1. The Pinhole CameraΒΆ


Fig. 1.18 The human eye projects the 3D visible world on the 2D (curved) retina.

When we look around, the 3D world is optically projected onto the retina (photo sensitive layer) in our eye. The luminance (visual energy) is measured in a lot of photo sensitive cells (the rods and cones) in the retina. The collection of all these measurements makes up an image of what we see in much the same way as a collection of pixels on the screen forms an image.


Fig. 1.19 Pinhole Camera. The most simplistic model of an optical camera is a simple box with a hole in it.

The optical principle of the human eye is the same as for any optical camera, be it a photo camera or a video camera. The most simple (but surprisingly accurate) model for such an optical camera is the pinhole camera. This is just a box (you can build one yourself about the size of a shoe box) with a small hole (about half a millimeter in diameter; the easiest way to make one is to use aluminum foil for the side where you have to make the hole) and a photosensitive layer on the opposite side (for the homebuilt pinhole camera you can use a translucent piece of paper: ‘boterhampapier’).

In the projection of the 3D world onto the 2D retina information about the 3D structure is lost. In this chapter we will look at the mathematics that is needed to model the camera that is used to look at the world with a computer. The ultimate goal of this chapter is to gain enough understanding of the basic workings of a camera to be able to reconstruct the 3D world from 2D images.
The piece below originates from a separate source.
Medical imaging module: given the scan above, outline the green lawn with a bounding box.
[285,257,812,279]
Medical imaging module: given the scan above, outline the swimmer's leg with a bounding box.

In this chapter we will look at:

Based on the observation that the angle between lines is not preserved and that length are not preserved either we will look at projective geometry. Projective geometry deals with the geometrical transformations that preserve colinearity of lines, i.e. straight lines remain straight lines. That is indeed what we (ideally) see when making pictures of the 3D world.
The simplest of all cameras is the pinhole camera. It is based on the fact that light rays travel in straight lines (well almost always, at least for our purposes this is a convenient model).
The camera matrix projects points in 3D onto the 2D retina. We can calibrate the camera using several examples of the 3D-to-2D projection. It will turn out that because of the scaling freedom when working with homogeneous coordinates we cannot use a classical LSQ estimator but we need to approximately solve a homogeneous equation.
When we change the position and orientation of the camera with respect to the 3D scene we are observing then in most situations there is no one to one correspondence of all points in the two images of the same scene. In the section on projectivities we describe two situations in which there is a one to one correspondence between points in two images of the same scene. For image stitching, camera calibration and stereo vision these projectivities play a central role.